Долго бродил он по югу России, пока не забросило его в Калач. Там и встретил Цыганкова, а потом Ильиничну…
Павел лежал на траве, глядя в высокое звездное небо, а перед ним вновь и вновь возникали картины прошлого…
Над степью прогудел самолет.
— Фашист, — определил Цыганков. — Звук-то, слышишь, какой? Прерывистый.
Павел привстал, прислушался и снова опустил голову на траву.
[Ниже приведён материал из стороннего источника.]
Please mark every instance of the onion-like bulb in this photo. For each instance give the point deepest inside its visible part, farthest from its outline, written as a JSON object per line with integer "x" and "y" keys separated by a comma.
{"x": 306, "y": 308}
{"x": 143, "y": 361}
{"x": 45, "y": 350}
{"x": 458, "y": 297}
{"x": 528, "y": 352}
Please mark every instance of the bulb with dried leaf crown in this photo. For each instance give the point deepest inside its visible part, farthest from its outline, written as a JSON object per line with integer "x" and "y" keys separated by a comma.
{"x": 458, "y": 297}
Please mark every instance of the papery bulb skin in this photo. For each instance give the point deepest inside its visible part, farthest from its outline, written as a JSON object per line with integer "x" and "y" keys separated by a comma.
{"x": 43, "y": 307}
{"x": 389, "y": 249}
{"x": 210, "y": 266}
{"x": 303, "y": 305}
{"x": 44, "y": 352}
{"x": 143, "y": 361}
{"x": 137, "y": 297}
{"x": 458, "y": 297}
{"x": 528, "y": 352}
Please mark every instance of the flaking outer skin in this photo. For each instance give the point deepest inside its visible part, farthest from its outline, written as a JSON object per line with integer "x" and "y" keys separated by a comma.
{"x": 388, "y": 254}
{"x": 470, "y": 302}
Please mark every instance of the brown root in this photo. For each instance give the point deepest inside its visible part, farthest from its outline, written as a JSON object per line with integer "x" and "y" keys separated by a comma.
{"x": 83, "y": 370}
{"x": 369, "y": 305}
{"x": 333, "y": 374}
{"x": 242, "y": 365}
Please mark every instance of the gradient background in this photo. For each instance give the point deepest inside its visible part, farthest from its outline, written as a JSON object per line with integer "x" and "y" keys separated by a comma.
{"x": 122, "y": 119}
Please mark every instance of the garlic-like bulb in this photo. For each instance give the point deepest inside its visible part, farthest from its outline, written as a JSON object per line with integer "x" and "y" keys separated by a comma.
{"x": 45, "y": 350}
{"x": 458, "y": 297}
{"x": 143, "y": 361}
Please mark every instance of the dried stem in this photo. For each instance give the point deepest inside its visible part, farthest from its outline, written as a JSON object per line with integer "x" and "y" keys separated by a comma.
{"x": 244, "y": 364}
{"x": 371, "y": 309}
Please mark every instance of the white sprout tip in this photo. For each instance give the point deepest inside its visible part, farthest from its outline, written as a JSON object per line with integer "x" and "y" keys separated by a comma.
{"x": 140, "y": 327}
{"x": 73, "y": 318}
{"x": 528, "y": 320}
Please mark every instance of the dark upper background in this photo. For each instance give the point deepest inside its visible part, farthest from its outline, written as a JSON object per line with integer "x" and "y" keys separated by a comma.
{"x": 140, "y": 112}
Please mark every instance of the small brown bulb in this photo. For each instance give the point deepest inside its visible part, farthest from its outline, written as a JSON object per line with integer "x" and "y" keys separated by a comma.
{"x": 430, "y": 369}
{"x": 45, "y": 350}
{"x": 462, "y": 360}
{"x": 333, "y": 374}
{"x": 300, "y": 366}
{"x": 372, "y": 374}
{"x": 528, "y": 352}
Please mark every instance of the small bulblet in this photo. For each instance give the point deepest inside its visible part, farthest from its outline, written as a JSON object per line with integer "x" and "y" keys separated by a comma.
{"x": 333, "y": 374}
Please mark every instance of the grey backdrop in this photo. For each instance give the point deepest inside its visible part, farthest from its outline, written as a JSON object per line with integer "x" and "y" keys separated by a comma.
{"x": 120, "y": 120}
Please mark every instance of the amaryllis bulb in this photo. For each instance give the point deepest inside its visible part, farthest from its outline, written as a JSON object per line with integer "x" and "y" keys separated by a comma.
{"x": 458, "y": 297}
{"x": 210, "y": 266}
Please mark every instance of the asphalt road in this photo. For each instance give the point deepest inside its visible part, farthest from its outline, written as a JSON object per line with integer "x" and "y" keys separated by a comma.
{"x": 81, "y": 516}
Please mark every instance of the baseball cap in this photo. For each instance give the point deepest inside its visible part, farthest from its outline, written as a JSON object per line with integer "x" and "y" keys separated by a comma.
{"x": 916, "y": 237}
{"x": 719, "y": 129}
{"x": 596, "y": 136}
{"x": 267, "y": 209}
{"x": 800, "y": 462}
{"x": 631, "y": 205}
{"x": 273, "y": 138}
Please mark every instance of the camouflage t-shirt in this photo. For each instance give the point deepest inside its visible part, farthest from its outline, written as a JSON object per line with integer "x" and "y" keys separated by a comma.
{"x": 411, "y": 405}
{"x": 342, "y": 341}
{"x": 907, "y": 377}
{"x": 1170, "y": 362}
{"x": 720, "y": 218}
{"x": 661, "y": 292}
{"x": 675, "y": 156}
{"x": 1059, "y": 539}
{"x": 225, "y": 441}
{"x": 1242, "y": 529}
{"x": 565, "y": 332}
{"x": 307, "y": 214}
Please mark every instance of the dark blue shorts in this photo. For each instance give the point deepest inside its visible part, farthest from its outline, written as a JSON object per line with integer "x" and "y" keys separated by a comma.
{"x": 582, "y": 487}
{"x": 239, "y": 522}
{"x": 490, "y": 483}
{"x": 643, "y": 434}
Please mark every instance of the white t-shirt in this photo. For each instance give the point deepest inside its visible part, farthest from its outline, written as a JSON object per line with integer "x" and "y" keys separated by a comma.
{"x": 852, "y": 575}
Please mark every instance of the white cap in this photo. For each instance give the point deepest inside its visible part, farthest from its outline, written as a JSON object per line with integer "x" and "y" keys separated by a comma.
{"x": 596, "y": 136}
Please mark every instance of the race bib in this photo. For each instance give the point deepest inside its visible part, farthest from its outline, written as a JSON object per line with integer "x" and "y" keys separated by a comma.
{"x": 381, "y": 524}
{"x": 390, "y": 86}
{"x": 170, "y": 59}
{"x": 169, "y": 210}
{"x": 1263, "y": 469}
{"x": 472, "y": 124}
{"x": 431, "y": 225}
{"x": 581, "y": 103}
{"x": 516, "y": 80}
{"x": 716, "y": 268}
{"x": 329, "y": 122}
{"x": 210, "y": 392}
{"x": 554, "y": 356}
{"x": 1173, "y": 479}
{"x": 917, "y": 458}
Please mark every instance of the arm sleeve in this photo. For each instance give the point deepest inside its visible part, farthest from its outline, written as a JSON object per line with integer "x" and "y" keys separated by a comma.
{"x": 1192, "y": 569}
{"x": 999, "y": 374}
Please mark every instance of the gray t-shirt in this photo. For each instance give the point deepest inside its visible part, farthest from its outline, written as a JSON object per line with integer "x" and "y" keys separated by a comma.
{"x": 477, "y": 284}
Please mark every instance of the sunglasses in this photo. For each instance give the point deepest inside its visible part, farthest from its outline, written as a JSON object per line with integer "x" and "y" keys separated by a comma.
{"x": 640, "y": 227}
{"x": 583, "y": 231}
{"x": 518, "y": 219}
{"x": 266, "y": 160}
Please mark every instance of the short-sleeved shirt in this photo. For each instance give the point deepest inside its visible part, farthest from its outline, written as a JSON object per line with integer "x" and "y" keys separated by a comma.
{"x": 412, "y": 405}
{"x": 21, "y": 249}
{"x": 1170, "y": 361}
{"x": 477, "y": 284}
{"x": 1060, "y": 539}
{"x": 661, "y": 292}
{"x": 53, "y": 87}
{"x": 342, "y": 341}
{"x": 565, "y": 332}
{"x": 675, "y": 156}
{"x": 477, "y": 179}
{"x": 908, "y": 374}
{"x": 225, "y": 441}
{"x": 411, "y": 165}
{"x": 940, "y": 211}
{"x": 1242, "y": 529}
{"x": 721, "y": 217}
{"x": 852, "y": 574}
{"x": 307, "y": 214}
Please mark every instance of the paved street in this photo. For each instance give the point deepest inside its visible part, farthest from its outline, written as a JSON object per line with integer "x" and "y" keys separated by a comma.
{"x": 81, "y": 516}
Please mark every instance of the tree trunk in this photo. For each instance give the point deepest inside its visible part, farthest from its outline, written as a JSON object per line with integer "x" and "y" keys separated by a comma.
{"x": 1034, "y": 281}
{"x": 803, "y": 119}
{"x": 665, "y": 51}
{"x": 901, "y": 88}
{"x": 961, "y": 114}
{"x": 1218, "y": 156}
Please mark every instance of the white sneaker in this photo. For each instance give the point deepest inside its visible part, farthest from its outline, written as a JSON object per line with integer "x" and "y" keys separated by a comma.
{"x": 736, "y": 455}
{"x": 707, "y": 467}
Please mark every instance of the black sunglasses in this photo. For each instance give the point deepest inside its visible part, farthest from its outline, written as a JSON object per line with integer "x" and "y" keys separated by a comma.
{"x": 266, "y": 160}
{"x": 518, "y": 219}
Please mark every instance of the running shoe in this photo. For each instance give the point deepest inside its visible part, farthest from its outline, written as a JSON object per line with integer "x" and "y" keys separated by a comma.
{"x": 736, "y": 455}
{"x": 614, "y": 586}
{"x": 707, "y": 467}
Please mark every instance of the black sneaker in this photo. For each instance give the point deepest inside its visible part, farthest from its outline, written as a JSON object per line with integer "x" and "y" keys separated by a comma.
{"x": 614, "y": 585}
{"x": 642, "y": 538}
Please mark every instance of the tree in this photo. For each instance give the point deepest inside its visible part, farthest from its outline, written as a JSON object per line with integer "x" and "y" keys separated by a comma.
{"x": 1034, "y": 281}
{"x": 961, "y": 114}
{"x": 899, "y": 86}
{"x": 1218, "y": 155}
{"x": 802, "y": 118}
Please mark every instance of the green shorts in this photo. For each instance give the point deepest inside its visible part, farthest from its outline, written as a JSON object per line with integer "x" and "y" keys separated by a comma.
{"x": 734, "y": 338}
— Смотри, — неожиданно дернул его за плечо Иван. Он произнес это слово шепотом, и Павел вскочил, глядя с тревогой туда, куда указывал товарищ.
В каких-нибудь двухстах метрах от них на поле спускались три парашютиста. Они были хорошо видны при луне и опустились недалеко друг от друга, возле полуразобранной скирды сена. Сомнений не оставалось: это враги.
Притаившись, два друга молча наблюдали, куда двинутся фашистские парашютисты. Цыганков и Кошелев видели, как диверсанты спрятали парашюты в сено, покурили и отправились в сторону, противоположную дороге.
— Ты не теряй их из виду, а я побегу за нашими, — шепнул Цыганков.
— Далеко бежать-то, километров семь, успеешь ли? — усомнился Павел.
— Ничего, добегу.
Недаром физрук училища всегда хвалил Цыганкова на спортплощадке. Сейчас Иван припомнил его наставления перед сдачей норм на значок БГТО. Он бежал, стараясь дышать только через нос, делая широкие шаги, согнув руки в локтях. И тем не менее минут через десять уже почувствовал, что выбивается из сил. «Ничего, физрук говорил, что после этого должно прийти второе дыхание и сразу легче станет бежать», — успокаивал себя Цыганков. Но «второе дыхание» почему-то не приходило. Дыхание стало прерывистым, хриплым, а сердце билось так, что, казалось, вот-вот вырвется из груди. Наконец-то показался райком партии. Иван добежал и свалился у крыльца.
— Что с тобой? — спросил встревоженный часовой.
— Скорей… Там фашистские парашютисты, — задыхаясь, проговорил Иван.
На крыльцо вышел комиссар истребительного батальона. Он выслушал рапорт часового, посмотрел на Цыганкова и приказал принести воды. А через пять минут из Калача выехала грузовая машина, в кузове которой сидели вооруженные коммунисты и Иван Цыганков.